Step 3: arbiter differentiates visible images: the picture that generator exports is input in trained arbiter D,
Arbiter D can generate a score value d.The image (i.e. visible images) in aiming field is exported, the value of d is closer to 1;It is no
Then the value of d is closer to 0.By arbiter D, to judge that the image generated is visible images.The judgement of D is to pass through calculating
Differentiate loss to complete.
Differentiate loss are as follows:
LGAN(GAB, D, A, B) and=EB~B[logD(b)]+EA~A[log(1-D(GAB(a)))] (2)
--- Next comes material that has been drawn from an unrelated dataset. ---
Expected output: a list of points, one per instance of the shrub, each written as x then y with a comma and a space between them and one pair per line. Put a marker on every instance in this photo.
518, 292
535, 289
Wherein, A is source image domains (SAR image), and B is target image domain (visible images), and a is in source image domains
SAR image, b are the visible images in target image domain, GABFor from source image domains A to the generator of target image domain B, D is
Arbiter.Training process is to make to differentiate loss LGAN(GAB, D, A, B) and small as far as possible.
Step 4: verifying generates the characteristic similarity of picture: since the arbiter D picture that can only judge that generator generates is
It is not visible images style, the target signature in picture can not be differentiated well.Mode is generated in order to prevent
Collapse (model folding), i.e. generator have Memorability.Another generator of training simultaneously, generator in step 2 is raw
At visible images switch to SAR image, the network architecture of two generators is identical.It is verified by calculating generational loss
Generate the characteristic similarity of picture.
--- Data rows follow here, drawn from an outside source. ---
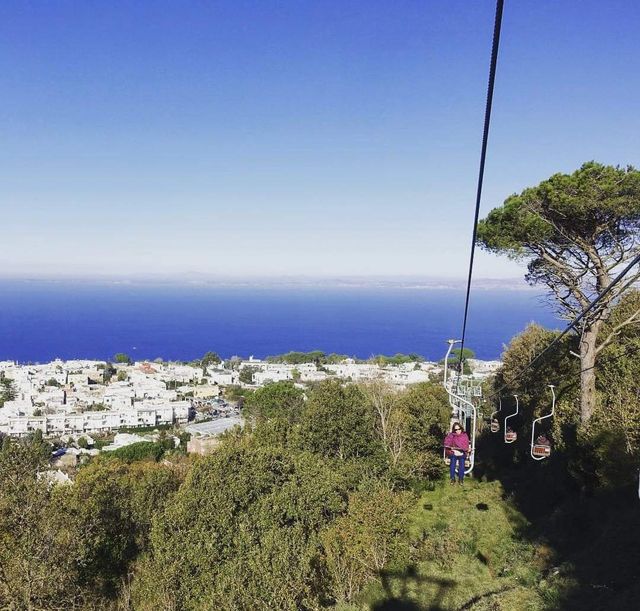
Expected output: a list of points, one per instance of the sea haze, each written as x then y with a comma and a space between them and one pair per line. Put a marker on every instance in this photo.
43, 320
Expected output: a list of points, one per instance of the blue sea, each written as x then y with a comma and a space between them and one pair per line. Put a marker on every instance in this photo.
40, 321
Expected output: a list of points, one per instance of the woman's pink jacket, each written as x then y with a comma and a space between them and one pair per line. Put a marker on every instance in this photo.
459, 442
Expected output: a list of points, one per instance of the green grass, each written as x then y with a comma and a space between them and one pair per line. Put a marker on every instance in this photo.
471, 551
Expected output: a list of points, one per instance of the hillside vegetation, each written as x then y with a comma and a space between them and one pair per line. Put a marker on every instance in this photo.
338, 498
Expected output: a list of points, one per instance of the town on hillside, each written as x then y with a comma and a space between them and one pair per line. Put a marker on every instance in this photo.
87, 397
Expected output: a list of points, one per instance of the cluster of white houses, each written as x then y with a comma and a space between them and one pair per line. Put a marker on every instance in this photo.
72, 397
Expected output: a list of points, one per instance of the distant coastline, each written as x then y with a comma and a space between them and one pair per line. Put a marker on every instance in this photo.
212, 281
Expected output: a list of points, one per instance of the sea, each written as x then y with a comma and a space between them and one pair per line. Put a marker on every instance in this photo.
42, 320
Generational loss are as follows:
LGAN(GAB, GBA, A, B) and=EA~A[||GBA(GAB(a))-a||1] (3)
Generational loss be calculate two SAR images Euclidean distance (Euclidean distance refers in m-dimensional space between two points
Actual distance), wherein A is source image domains (SAR image), and B is target image domain (visible images), GABFor from source image domains A
To the generator of target image domain B, GBAFor from target image domain B to the generator of source image domains A.A is the SAR in source image domains
Image, GAB(GBAIt (a)) is the SAR image generated.In training process, to make LGAN(GAB, GBA, A, B) and small as far as possible.
Beneficial effect
The present invention proposes that a kind of SAR image for generating network based on confrontation is converted to the mode method of visible images.It should
Method is efficiently solved since SAR image resolution ratio is relatively low, picture quality is fuzzy, leads to traditional side based on model
The problem of method effectively cannot carry out detection identification to the target in SAR image.Not only the advantages of having remained SAR image, but also can have
Effect ground utilizes existing image processing method, reduces SAR image quality problems bring limitation, research cost is low, has
Comparable researching value has highly important effect in national economy and military field.
Detailed description of the invention
Fig. 1: the overall framework figure of the method for the present invention.
Fig. 2 (a): the network structure of generator in confrontation network is generated.
Fig. 2 (b): the network structure of arbiter in confrontation network is generated.
Specific embodiment
Now in conjunction with embodiment, attached drawing 1 and Fig. 2 (a), the invention will be further described with Fig. 2 (b):
The hardware environment tested herein are as follows: GPU:Intel to strong series, memory: 8G, hard disk: 500G mechanical hard disk, it is independent
Video card: NVIDIA GeForce GTX 1080Ti, 11G;System environments is Ubuntu 16.0.4;Software environment is python
3.6, Tensorflow-GPU.The reality of measured data has been done herein for the mode conversion method of SAR image and visible images
It tests.We obtain the SAR image taken photo by plane during military airplane flight first, and (about 5000 width images, image size are 256*
256) satellite image (5000 width, image size are 256*256) of same position, is obtained then in conjunction with satellite, is input to us
In the network built, network repetitive exercise 200000 times, basic learning rate is 0.0002, every 100000 changes learning rate, instruction
Adam optimizer, 10000 preservation models of every mistake in training are used during practicing.Pass through actual test, it has been found that generation
Image not only has the property of visible images, can also show the target property not seen in former SAR image well.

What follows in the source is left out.